Правой рукой я прижимаю к себе стопку журналов, поэтому даю ему пощечину левой. Она не получается звонкой. Я как-то не тренировалась. Неловко попадаю ему куда-то в нижнюю челюсть, и довольно ощутимо: он сразу скучнеет и хватается за щеку. Я гордо шествую дальше, замечая, как две девицы, курящие на площадке, делают большие глаза. И знаю, что скоро это происшествие станет известно всем, и Игорю не отшутиться от насмешек. Ну и пусть! И что в нем хорошего, в этом бабнике?
Вот и библиотека.
На самом деле, я иду не просто отнести журналы – пусть бы еще сто лет валялись. Я хочу убить Аньку. Морально, конечно. Анька – наша библиотекарша. Трудно представить, что в современном мегаполисе может существовать такое чудо. Она ходит с косой (в смысле, не в руках носит, траву косить, а волосы заплетает), никогда не надевает брюки и джинсы, а только унылые блеклые балахоны, и не пользуется косметикой.
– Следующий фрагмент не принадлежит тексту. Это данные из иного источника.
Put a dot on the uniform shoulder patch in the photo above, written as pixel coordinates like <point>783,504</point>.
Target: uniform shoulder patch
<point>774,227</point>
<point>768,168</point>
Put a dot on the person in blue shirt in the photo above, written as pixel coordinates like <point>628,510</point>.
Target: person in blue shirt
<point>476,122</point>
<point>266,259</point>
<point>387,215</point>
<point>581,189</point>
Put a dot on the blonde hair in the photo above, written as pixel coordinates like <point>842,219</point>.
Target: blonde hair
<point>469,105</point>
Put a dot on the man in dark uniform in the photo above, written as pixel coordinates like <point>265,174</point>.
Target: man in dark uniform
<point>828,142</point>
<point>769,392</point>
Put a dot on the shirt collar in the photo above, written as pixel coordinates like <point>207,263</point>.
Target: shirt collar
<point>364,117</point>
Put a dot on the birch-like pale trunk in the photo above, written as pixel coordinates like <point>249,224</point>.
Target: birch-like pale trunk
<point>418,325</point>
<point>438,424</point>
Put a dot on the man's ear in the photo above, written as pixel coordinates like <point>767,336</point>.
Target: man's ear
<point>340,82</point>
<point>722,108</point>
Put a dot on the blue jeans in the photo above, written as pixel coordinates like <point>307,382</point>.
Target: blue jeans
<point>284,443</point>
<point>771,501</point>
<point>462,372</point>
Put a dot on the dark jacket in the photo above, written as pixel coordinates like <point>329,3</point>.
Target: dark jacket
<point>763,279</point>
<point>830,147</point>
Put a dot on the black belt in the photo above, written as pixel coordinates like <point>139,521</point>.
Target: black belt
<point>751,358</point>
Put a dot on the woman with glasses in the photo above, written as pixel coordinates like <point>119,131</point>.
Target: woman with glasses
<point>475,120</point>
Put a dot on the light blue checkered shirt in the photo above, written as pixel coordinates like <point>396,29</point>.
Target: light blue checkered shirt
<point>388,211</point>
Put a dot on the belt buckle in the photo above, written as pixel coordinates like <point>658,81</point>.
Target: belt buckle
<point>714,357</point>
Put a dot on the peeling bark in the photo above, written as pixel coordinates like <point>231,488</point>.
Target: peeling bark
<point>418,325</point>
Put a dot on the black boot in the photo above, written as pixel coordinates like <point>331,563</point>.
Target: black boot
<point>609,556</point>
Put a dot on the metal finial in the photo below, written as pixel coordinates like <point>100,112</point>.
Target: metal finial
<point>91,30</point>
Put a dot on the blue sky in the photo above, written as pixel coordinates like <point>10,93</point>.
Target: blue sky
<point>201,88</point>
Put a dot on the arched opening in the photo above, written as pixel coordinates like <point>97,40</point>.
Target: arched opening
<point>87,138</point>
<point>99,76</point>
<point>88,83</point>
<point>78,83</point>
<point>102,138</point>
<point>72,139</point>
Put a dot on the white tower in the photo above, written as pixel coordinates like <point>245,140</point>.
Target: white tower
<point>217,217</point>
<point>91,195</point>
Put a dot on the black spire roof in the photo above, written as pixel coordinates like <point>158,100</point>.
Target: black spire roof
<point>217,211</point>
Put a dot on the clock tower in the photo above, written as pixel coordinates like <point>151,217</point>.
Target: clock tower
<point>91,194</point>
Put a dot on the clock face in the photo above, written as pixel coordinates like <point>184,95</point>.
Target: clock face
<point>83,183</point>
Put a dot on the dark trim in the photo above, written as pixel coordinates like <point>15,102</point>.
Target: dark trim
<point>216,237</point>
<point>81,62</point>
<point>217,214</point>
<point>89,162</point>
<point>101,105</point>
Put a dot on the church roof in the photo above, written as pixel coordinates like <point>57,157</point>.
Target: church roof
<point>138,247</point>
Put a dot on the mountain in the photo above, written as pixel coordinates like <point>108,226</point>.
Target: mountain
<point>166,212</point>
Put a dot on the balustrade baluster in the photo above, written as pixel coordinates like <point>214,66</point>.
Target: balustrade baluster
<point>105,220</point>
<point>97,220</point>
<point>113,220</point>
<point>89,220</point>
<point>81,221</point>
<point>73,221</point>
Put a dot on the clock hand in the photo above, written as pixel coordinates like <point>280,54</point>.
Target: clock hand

А ей бы не помешало! И в свои двадцать девять уверена, что скоро все умные и богатые мужчины выстроятся в очередь, чтобы обсудить с ней творчество ее любимого Тургенева. И заодно предложить руку, сердце и дачу на Багамах. Она очень щепетильно относится к культуре речи, и постоянно поправляет всех, кто говорит неправильно. Вот бесит прямо! Поэтому мы при ней специально коверкаем слова, и она не устает делать замечания, принимая все за чистую монету.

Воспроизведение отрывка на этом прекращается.